MaryAnne Lindeblad, Washington state’s Medicaid director, said that ultimately, the state came up with the right solution. “Before you take a punitive approach, you’ve got to give the member an alternative in terms of connecting them with primary care,” she said.
Managed Care Plans Perk Up
Despite Washington’s success, no other state appears to have followed its lead. In fact, Arizona and California may seek permission to raise copays for non-emergent ED visits above federal limits.
But if states are not enacting measures like Washington’s, some Medicaid managed care plans and clinics are.
The 70,000-member Home State Health Plan in the St. Louis area uses claims data to identify frequent ED users and then arranges primary care appointments for them, either by telephone or in-person visits with patients.
It also uses a hotline staffed by nurses who can help determine if the patient needs to go to the ED or elsewhere. The nurses can make primary care appointments for the patients while they are still on the line. Bernard Shore, medical director of Home State, said that in its first year, the plan reduced emergency department visits by 9.5 percent.
The Oak Street Health clinics in Chicago, which serve mostly Medicaid and Medicare beneficiaries, employ a similar approach. The clinics keep physician caseloads relatively low to enhance the relationships between doctor and patients. They operate an around-the-clock hotline that helps patients make next-day appointments. They also provide transportation for those in need.
As a result, Oak Street has cut total hospital admissions among its patients by up to 50 percent, which reflects a drop in ED use since more than three-quarters of unscheduled hospitalizations come through the emergency department, according to ACEP.
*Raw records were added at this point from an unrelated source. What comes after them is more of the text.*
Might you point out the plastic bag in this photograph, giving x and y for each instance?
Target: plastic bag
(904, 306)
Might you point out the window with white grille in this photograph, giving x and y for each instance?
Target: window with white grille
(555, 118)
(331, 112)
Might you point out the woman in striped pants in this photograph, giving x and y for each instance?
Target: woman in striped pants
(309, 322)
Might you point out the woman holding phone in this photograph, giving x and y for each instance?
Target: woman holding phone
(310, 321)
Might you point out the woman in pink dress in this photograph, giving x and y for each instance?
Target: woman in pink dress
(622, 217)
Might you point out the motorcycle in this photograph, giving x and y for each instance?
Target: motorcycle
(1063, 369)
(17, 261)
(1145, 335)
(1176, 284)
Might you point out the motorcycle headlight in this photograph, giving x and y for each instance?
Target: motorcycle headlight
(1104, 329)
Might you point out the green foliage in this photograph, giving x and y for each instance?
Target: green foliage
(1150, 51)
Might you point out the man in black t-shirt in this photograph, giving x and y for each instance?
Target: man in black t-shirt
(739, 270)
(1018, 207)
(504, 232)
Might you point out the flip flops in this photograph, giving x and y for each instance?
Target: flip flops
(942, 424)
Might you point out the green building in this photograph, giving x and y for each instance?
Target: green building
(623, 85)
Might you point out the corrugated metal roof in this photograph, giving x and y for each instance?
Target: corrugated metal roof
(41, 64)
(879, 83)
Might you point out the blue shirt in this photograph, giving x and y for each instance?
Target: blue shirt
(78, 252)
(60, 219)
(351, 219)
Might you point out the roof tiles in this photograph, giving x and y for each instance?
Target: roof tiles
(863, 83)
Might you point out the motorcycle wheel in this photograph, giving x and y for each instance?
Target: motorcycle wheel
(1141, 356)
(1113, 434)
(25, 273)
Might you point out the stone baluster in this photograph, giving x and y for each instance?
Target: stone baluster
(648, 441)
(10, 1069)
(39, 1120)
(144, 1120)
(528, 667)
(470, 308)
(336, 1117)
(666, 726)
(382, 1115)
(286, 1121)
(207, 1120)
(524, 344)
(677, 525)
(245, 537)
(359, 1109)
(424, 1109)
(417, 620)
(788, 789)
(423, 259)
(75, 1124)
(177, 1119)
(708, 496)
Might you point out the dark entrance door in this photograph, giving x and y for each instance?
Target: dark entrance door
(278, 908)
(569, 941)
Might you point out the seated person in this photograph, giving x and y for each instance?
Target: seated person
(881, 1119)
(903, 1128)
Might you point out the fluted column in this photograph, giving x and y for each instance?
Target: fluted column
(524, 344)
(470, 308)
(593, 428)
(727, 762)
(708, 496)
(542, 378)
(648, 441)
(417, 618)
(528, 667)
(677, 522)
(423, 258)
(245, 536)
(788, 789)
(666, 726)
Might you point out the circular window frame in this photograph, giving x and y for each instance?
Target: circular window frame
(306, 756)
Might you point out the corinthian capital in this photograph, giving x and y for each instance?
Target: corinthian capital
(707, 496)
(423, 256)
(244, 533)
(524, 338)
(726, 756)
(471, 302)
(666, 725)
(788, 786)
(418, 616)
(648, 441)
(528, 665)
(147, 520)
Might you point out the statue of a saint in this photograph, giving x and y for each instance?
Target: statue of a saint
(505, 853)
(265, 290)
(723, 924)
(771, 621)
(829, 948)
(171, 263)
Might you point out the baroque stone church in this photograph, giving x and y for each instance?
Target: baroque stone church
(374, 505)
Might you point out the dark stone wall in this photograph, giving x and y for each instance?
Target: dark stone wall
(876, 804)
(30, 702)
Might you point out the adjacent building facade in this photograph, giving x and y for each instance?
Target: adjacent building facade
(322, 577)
Another example is an initiative by the Milwaukee Health Care Partnership, an organization comprising local and state government, medical providers and hospitals. Here too, EDs identify Medicaid beneficiaries and the uninsured who are frequent users, share the information with each other, and make primary care appointments for those patients. The initiative seeks to make personal contact with those identified to make sure they make their primary care appointments and also to educate them about proper use of the ED. Finally, the sharing information enables primary care providers to learn when their patients have visited any of the emergency rooms in the area.
Betty Ragalie, director of emergency department care coordination, said the strategy resulted in a 44 percent reduction in the number of visits to the ED among those who had been connected to primary care and made a first appointment.
James Adams, chairman of the Department of Emergency Medicine at Northwestern University Feinberg School of Medicine, is impressed by efforts like these—but he is quick to put them in historical perspective. He notes that emergency medicine has been a medical specialty since the early 1960s, and even then, there were calls to reduce the use of EDs.“As a society we have complained about high utilization for the last 55 years, and those complaints have never had any impact,” Adams said. “If you track back, you’ll see this over and over. We do the same song and dance and never get to the solutions.”